Coal Miners Drive Teslas

On the one side, you have the inner-city latté sipper, whose political priority is a small environmental footprint. Scott Morrison addressed this trope recently when he said, “Net zero [emissions] won’t be achieved in inner-city wine bars.”

The “wine bar” guy drives a small car, lives in a small apartment, probably owns a cat, and is out of touch with the “real” Australia. He’s implicitly less of a man.

Federal Energy Minister Angus Taylor captioned this image, “Camping with Bill Shorten” on his Facebook page.

On the other side is red-blooded, meat-eating Australia. The Herald Sun played to this imaginary of a conservative, working-class, salt-of-the-earth Australia in their 2021 budget coverage. This character appreciates Angus Taylor memes and the (rural) urban legend that country towns’ Tesla chargers are powered by diesel generators. 

The Fourth Estate’s coverage of the 2021 federal budget.

With this dated cultural narrative somehow still resonant, it’s been hilarious to follow the new @minersinteslas series on Twitter. Starting on 1 May, the account is all about, “What it says on the tin – Central Queensland Coal Miners Test Driving Teslas.”

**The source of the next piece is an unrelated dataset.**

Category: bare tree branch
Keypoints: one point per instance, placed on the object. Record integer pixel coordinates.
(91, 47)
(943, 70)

The first episode features a large, bearded bloke wearing “speed-dealer” sunnies being encouraged to test out Tesla’s claim that its Model S can go from 0-100km/hr in three seconds. The guy hits the accelerator and loses his mind, saying, “It’s f***in’ got some go, eh?”

On Friday, @minersinteslas had the pleasure of hosting Bob Katter for a joy ride. Take 30 seconds to enjoy it for yourself. In Bob’s words, “So exciting. So thrilling.”

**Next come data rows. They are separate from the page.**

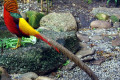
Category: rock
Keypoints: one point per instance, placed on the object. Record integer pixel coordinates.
(114, 19)
(43, 78)
(100, 24)
(59, 22)
(116, 42)
(117, 15)
(83, 53)
(34, 18)
(99, 61)
(83, 45)
(96, 38)
(30, 75)
(25, 78)
(101, 16)
(40, 57)
(116, 24)
(88, 59)
(82, 37)
(70, 66)
(3, 74)
(108, 11)
(24, 15)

While eco-politics has been associated with the idea of a small footprint, those days are long gone. Fossil fuels are now so dated that they’re the basis for worse cars and more expensive, less efficient energy production. Government subsidies are a necessity for new projects to get off the ground.

Renewable energy is now slated to provide many times Australia’s annual energy consumption, with plenty to spare for a green hydrogen export industry, And then there are the cars…

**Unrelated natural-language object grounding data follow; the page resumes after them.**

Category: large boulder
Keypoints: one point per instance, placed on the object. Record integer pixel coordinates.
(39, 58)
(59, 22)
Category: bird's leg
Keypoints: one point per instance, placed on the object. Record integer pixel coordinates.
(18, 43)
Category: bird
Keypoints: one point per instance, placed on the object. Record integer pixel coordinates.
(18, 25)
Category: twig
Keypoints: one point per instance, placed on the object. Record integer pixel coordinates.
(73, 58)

According to the Australia Institute, subsidies for coal miners cost the Australian budget a massive $10.3 billion last financial year. As there are approximately 40,000 coal miners in the country, the subsidy is not only enough to pay them a six-figure wage. It’s enough to pay for that, and buy them each a Tesla Model-S!

So let’s stop pretending the subsidies are about the miners, or are anything other than a naked corporate give-away.